10.1016/j.cmet.2023.03.022

PMID

37084732

PMCID

PMC10160010

PubMedCentral® Posted Date

5-2-2024

PubMedCentral® Full Text Version

Author MSS

Published Open-Access

yes

Keywords

Mice, Animals, Fingolimod Hydrochloride, Immunosuppressive Agents, Neuroinflammatory Diseases, Bezafibrate, Propylene Glycols, Encephalomyelitis, Autoimmune, Experimental, Multiple Sclerosis, Neuroglia, Fatty Acids

Abstract

VLCFAs (very-long-chain fatty acids) are the most abundant fatty acids in myelin.

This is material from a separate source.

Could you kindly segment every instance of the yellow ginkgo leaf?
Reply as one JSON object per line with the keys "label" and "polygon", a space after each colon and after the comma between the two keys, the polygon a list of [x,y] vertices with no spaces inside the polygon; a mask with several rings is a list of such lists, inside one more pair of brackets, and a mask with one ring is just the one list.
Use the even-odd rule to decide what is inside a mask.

Hence, during demyelination or aging, glia are exposed to higher levels of VLCFA than normal. We report that glia convert these VLCFA into sphingosine-1-phosphate (S1P) via a glial-specific S1P pathway. Excess S1P causes neuroinflammation, NF-κB activation, and macrophage infiltration into the CNS. Suppressing the function of S1P in fly glia or neurons, or administration of Fingolimod, an S1P receptor antagonist, strongly attenuates the phenotypes caused by excess VLCFAs. In contrast, elevating the VLCFA levels in glia and immune cells exacerbates these phenotypes. Elevated VLCFA and S1P are also toxic in vertebrates based on a mouse model of multiple sclerosis (MS), experimental autoimmune encephalomyelitis (EAE). Indeed, reducing VLCFA with bezafibrate ameliorates the phenotypes. Moreover, simultaneous use of bezafibrate and fingolimod synergizes to improve EAE, suggesting that lowering VLCFA and S1P is a treatment avenue for MS.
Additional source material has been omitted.